Dove sta la verità? Ci sono solo 2 certezze: Corona ha trasformato, anche, la sua cattura, in un evento mediatico e le carceri italiane (foto by infophoto) versano in condizioni pietose. Nei 206 istituti di pena sparsi per la penisola, la cui capienza regolare è di 47.040 soggetti, alloggiano 65.701 detenuti, di cui 2.804 donne e 23.492 stranieri. La Lombardia vanta il record di affollamento: nelle 19 case di reclusione, per un totale di 6.051 posti, vivono 9.307 detenuti. Segue a ruota la Campania, 17 carceri per una capienza di 5.794 unità, 8.165 detenuti effettivi. Quasi a pari merito Sicilia, 27 istituti, 5.555 posti, detenuti reali 7.098 e il Lazio, 14 istituti, 4.834 posti disponibili, 7.012 detenuti. Su 20 regioni, le uniche carceri non sovraffollate sono quelle sarde: 12 istituti per una capienza di 2.257 posti, 2.133 occupati.

“Igiene precaria, un bagno con la turca e il cucinino montato a fianco. Spazi ristretti da dividere con 4 detenuti che fumano. Letti a castello a 3 posti invece che a 2, spesso non hanno il riscaldamento”. E’ il ritratto impietoso che disegna l’avvocato Cludio Defilippi, che da anni si batte perché i diritti umani dei detenuti vengano rispettati. “E’ un abbrutimento psicofisico”, commenta. “Se hai una cella, te la tieni, perché le carceri sono sovraffollate”: così Giuseppe Tinelli, di Taranto, detenuto al carcere di Torino, è 3 anni che non vede la famiglia, impossibilitata, economicamente, ad andarlo a trovare. Come lui, ce ne sono molti altri. “Chi va a trovarli? Io, il loro avvocato, una volta al mese” e gli lascia un po’ di soldi “perché sono in una situazione disastrata”. Vincenzo Faiuolo, sempre di Taranto, è detenuto a Volterra. Quando ha 3 giorni di permesso, uno lo spende di viaggio e gli rimangono poco più di 24 ore per stare con la famiglia.
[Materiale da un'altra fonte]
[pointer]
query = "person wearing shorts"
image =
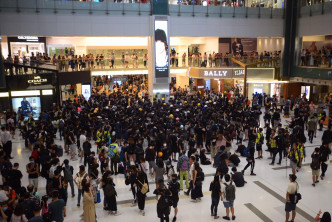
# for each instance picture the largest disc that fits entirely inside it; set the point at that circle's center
(292, 189)
(33, 170)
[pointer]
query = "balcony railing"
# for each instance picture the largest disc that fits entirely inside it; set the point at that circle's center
(263, 9)
(318, 7)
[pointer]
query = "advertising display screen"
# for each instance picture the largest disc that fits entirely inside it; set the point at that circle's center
(161, 49)
(28, 106)
(86, 92)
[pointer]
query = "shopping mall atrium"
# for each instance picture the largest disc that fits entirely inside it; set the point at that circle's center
(199, 82)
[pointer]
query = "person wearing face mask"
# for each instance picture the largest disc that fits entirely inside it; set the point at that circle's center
(33, 170)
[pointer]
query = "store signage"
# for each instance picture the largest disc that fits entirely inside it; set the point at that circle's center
(28, 38)
(37, 80)
(258, 85)
(218, 73)
(239, 72)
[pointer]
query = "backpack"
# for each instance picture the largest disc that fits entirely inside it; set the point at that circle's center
(68, 175)
(184, 166)
(315, 163)
(230, 192)
(61, 124)
(145, 187)
(109, 190)
(246, 151)
(35, 200)
(200, 175)
(163, 201)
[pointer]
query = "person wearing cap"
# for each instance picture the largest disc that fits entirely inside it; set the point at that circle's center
(292, 189)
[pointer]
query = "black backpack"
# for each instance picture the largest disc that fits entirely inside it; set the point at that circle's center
(315, 165)
(109, 190)
(201, 175)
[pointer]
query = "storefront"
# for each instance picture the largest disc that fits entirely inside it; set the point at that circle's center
(29, 94)
(25, 45)
(259, 80)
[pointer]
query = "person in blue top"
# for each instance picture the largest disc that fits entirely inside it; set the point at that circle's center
(57, 208)
(26, 107)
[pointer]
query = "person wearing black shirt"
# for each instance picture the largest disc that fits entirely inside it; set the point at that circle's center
(215, 196)
(87, 150)
(15, 178)
(163, 195)
(238, 178)
(250, 159)
(174, 187)
(324, 152)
“La situazione dei detenuti è subumana”, tuona Defilippi, “ci sono problemi di tutti i generi, anche sanitari. Dovrebbero esserci delle celle per non fumatori, dividerli per reato, invece è tutto un calderone”. Già, l’assistenza sanitaria è un’altra grave mancanza. “Non ricevono cure adeguate. Un mio cliente di Parma è finito in carrozzina perché non gli hanno fatto fare la riabilitazione”. Come mai è così difficile curarsi in carcere? Eppure un detenuto malato, una volta uscito, è un cittadino malato a carico dello Stato. “Non hanno nemmeno i soldi per dargli l’aspirina”.

La pena da scontare, vista la situazione dietro le sbarre, è una pena nella pena, ma diventa insopportabile quando si è innocenti. Defilippi ha curato diversi ricorsi e revisioni: un altra magagna italiana è l’errore giudiziario. Un virus molto più diffuso di quanto si possa pensare. Giuseppe Tinelli, il signore di Taranto detenuto a Torino, è stato condannato all’ergastolo per 2 omicidi che non ha commesso. Ha già scontato 15 anni. Vincenzo Faiuolo, il tarantino detenuto a Volterra, si è preso 25 anni, per un omicidio, il suo fratellastro 11 anni. In questo affaire sono coinvolte 8 persone a cui sono stati attribuiti 4 omicidi: tutti innocenti. “Non ci sono prove contro di loro, solo la confessione che gli è stata estorta, perché abbiamo un sistema medievale. Se c’è una confessione deve essere verificata attentamente”.

Invece, “ho montagne di prove della colpevolezza di Ben Mohamed Ezzedine Sebai”, il serial killer delle vecchiette: ha confessato 14 omicidi, commessi in Puglia tra il 1995 e il 1997. La quindicesima vittima si è salvata e l’ha riconosciuto. Ma non è bastato e la Procura di Taranto “non ha considerato Sebai attendibile”. Nel frattempo, Sebai è morto in carcere, “non è suicidio, l’hanno ucciso e la sua morte è un mistero. Non abbiamo mai potuto ascoltarlo”. Così sulla testa di Tinelli, Faiuolo e soci continuano a pendere 4 di quegli omicidi.

“Abbiamo una situazione draconiana: l’ergastolo è una pena inumana”, mentre “la pena deve essere sempre umana, lo dice anche la Costituzione”. E se all’ergastolo ci fosse un innocente, come Tinelli? In Italia esiste la revisione “ma non funziona: c’è questa paura di mettere una patacca sulla toga dei magistrati. Ma già ce l’hanno, la patacca”. E si scaglia contro il 41bis. Non discute sul fatto che lo Stato debba difendersi contro il crimine organizzato ma “portare una persona alla pazzia, rinchiudendola da sola in una stanza, non è uno Stato civile”.